Let's see how this is done. Take note of how we can pass qubits and lists of qubits to the kernel functions.

In [8]:

# Defining three kernels to generate the example circuit

# Defining the subroutine, minus, as a kernel
@cudaq.kernel
def minus(qubit: cudaq.qubit):
    """When applied to a qubit in the zero state, generates the minus state
    Parameters
    ----------
    qubit : cudaq.qubit
        qubit upon which the kernel instructions will be applied
    """
    x(qubit)
    h(qubit)

# Defining the subroutine, xgate, as a kernel
@cudaq.kernel
def xgate(qubits: cudaq.qvector):
    """Applies an x-gate to each qubit in qubits
    Parameters
    ----------
    qubits : cudaq.qvector
        list of qubits upon which the kernel instructions will be applied
    """
    x(qubits)

# Allocating qubits and calling the subroutines defined above
@cudaq.kernel
def nested_quantum_program(num_qubits: int):
    """Creates a kernel with num_qubits-many qubits. The first qubit is initialized
    in the zero state, the second qubit is initialized in the minus state.
    An x gate is then applied to each qubit. Here num_qubits is at least 2.
    Parameters
    ----------
    num_qubits : int
        Number of qubits to be allocated
    """

    # Allocate num_qubits qubits indexed from 0 to num_qubits-1
    qvector = cudaq.qvector(num_qubits) # By default these qubits are in the zero state

    # Initialize the qubit indexed with 1 as the minus state
    # by calling the minus kernel acting on qvector[1]
    minus(qvector[1])

    # Manipulate the quantum states by applying the bit flip gate (the `x` gate) to each qubit
    # by calling the xgate kernel applied to a list of qubits
    xgate(qvector)


num_qubits = 2 # num_qubits should be an integer > 1

print(cudaq.draw(nested_quantum_program,num_qubits))

Out[8]:

     ╭───╮          
q0 : ┤ x ├──────────
     ├───┤╭───╮╭───╮
q1 : ┤ x ├┤ h ├┤ x ├
     ╰───╯╰───╯╰───╯

Exercise 1:

Edit the ##FIX_ME## portion of the code block below that uses the `get_state.amplitudes` to verify that the nested_quantum_program generates the desired state $\ket{\psi} = -\frac{1}{\sqrt{2}}\ket{10}+\frac{1}{\sqrt{2}}\ket{11}$ when num_qubits is set to $2$ .

In [ ]:

# EXERCISE 1
num_qubits = 2

amplitudes = cudaq.get_state(nested_quantum_program, num_qubits).amplitudes([[1,0], [1,1]])
print('|Psi>= {} |10> + {} |11>'.format(np.round(amplitudes[0],precision), np.round(amplitudes[1],precision)))
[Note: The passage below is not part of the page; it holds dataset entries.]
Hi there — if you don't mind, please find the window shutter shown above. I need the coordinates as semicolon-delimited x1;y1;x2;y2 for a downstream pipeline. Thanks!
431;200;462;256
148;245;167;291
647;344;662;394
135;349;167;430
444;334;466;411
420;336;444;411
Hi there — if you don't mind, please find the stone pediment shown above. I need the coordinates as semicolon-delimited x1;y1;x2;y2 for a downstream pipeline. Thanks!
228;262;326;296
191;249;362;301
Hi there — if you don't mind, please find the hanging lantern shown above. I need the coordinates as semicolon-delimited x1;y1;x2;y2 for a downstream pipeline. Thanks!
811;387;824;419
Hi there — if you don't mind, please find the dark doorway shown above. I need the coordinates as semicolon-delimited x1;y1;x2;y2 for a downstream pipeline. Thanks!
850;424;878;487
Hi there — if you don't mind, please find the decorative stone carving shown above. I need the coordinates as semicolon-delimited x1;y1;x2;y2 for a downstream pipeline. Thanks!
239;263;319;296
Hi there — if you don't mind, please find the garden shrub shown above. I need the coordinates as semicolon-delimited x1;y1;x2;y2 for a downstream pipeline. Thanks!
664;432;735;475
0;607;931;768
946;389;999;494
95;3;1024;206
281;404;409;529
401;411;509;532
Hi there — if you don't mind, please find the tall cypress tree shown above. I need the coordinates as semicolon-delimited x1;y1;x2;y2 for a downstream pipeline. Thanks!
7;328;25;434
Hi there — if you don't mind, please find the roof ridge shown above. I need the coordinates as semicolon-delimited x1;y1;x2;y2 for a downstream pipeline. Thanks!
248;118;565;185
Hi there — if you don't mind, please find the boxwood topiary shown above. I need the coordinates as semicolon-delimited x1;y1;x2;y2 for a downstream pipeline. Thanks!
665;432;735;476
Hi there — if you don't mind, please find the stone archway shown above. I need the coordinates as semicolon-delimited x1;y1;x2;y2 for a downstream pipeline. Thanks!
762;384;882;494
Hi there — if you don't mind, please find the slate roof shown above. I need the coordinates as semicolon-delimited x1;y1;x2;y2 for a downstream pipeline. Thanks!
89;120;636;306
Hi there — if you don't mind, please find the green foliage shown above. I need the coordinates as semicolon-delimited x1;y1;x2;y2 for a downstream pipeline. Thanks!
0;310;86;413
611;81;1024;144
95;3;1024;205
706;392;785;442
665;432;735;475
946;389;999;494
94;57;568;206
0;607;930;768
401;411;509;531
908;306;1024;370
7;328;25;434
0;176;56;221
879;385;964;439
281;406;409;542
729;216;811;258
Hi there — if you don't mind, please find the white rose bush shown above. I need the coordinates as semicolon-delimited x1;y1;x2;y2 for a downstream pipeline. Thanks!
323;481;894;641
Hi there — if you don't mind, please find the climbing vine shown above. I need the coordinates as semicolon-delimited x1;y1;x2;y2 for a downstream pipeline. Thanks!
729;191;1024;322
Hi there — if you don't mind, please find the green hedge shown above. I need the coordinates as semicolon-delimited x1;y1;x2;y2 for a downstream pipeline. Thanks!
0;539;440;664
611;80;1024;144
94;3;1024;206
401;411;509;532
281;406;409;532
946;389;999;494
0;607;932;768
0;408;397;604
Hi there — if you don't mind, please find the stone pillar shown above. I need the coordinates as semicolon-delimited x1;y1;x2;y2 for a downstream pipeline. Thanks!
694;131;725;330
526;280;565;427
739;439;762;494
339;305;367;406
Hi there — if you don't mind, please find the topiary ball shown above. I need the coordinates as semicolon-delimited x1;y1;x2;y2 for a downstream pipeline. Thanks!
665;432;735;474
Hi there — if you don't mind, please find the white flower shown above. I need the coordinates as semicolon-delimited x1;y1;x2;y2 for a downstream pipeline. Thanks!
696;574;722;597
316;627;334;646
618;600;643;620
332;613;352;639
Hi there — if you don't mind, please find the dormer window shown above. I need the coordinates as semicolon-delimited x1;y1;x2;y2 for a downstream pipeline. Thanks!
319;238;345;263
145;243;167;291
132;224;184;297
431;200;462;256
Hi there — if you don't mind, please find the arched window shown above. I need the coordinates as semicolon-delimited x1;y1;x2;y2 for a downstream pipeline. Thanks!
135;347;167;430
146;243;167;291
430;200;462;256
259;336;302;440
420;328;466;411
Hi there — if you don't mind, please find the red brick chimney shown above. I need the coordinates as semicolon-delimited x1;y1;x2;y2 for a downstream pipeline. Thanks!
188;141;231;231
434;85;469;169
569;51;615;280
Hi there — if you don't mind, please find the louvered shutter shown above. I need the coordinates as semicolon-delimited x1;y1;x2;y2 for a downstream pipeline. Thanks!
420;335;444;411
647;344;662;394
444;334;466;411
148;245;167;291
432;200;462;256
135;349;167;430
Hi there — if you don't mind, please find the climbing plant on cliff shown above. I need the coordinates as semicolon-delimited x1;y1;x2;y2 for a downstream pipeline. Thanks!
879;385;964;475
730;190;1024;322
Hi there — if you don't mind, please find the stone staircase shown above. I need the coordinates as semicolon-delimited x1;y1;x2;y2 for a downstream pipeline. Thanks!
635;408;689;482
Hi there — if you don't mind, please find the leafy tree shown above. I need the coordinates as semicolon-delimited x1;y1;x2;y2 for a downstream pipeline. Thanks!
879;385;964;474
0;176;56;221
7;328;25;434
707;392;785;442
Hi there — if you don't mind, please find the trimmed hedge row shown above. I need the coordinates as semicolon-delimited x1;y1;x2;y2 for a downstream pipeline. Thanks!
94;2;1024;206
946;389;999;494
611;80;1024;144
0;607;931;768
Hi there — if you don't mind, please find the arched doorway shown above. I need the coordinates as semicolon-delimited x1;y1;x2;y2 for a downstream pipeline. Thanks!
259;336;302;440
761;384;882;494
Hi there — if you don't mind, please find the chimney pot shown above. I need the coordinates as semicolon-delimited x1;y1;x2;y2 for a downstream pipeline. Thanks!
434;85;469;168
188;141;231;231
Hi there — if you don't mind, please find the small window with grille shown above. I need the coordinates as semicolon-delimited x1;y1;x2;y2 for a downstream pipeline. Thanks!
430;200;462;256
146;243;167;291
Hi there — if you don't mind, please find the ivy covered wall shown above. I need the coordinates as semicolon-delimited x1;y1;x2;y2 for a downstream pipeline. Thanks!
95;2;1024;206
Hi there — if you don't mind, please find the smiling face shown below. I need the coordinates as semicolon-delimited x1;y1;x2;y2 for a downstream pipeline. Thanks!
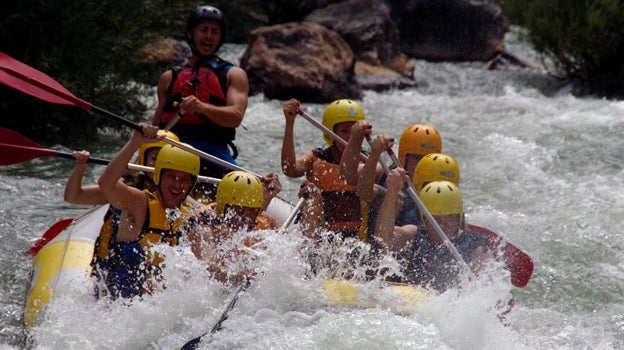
188;21;222;56
158;169;195;208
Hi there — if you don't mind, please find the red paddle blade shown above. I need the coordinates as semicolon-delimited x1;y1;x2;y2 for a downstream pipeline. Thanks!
24;219;74;256
467;225;534;288
0;128;43;148
0;52;92;110
0;128;58;165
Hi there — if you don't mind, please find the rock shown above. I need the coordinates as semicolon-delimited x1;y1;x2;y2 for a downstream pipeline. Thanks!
306;0;413;77
386;0;508;61
240;22;362;103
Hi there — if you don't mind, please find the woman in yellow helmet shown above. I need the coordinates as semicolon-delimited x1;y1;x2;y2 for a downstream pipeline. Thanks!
341;124;442;246
281;99;364;241
188;171;282;284
375;169;494;292
98;124;200;298
64;130;180;205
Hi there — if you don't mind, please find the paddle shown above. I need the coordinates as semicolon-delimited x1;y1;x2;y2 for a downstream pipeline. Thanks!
24;218;74;256
180;277;251;350
0;128;109;165
180;197;305;350
280;197;306;231
0;52;261;177
298;110;474;277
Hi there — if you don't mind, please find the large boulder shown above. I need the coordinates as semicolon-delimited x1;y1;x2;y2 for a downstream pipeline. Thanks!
385;0;508;61
240;22;362;103
305;0;414;78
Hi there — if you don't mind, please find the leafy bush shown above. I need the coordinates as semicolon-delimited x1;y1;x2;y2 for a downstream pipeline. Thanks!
499;0;624;96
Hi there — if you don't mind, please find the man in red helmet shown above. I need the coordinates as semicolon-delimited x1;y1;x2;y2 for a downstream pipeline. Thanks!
152;6;249;189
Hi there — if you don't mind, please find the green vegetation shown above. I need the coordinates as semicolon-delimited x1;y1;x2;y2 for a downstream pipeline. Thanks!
499;0;624;97
0;0;258;144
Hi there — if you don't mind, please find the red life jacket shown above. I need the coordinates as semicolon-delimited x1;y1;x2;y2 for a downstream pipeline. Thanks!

Now let's use the sample command to compare the two quantum programs. Notice the difference between the arguments in the sample command applied to the kernel all_in_one versus the sample command applied to the kernel nested_quantum_program which takes as an argument num_qubits.

In [10]:

# Compare the quasi-probability distributions of each kernel upon sampling
shots = 1000

# Sample the kernels
counts_all_in_one = cudaq.sample(all_in_one, shots_count=shots)
counts_nested = cudaq.sample(nested_quantum_program, num_qubits, shots_count=shots)


# Print
print('All-in-one sampling results:', counts_all_in_one)
print('Nested results:', counts_nested)

Out[10]:

All-in-one sampling results: { 10:479 11:521 }

Nested results: { 10:511 11:489 }

Quick Tip: The sample command runs the kernel and takes a measurement shots_count-many times. The result of each kernel execution and measurement is a classical bitstring with the $i^{th}$ bit representing the measurement of the $i^{th}$ qubit. The result of the sample command is a SampleResult dictionary of the distribution of the bitstrings. To create a more familiar dict Python type from your variable myresult of type SampleResult, use asDict = {k:v for k,v in myresult.items()}.

Before going on, let's interpret the output of the sample command. Based on our prediction the output { 11:481 10:519 } indicates that the first digit in the bitstrings 11 and 10 corresponds to qubit $q_0$ , as it is 1 $100\%$ of the time, and the second digit corresponds to qubit $q_1$ , which gets measured about half the time as a 0 and the other half of the time as a 1.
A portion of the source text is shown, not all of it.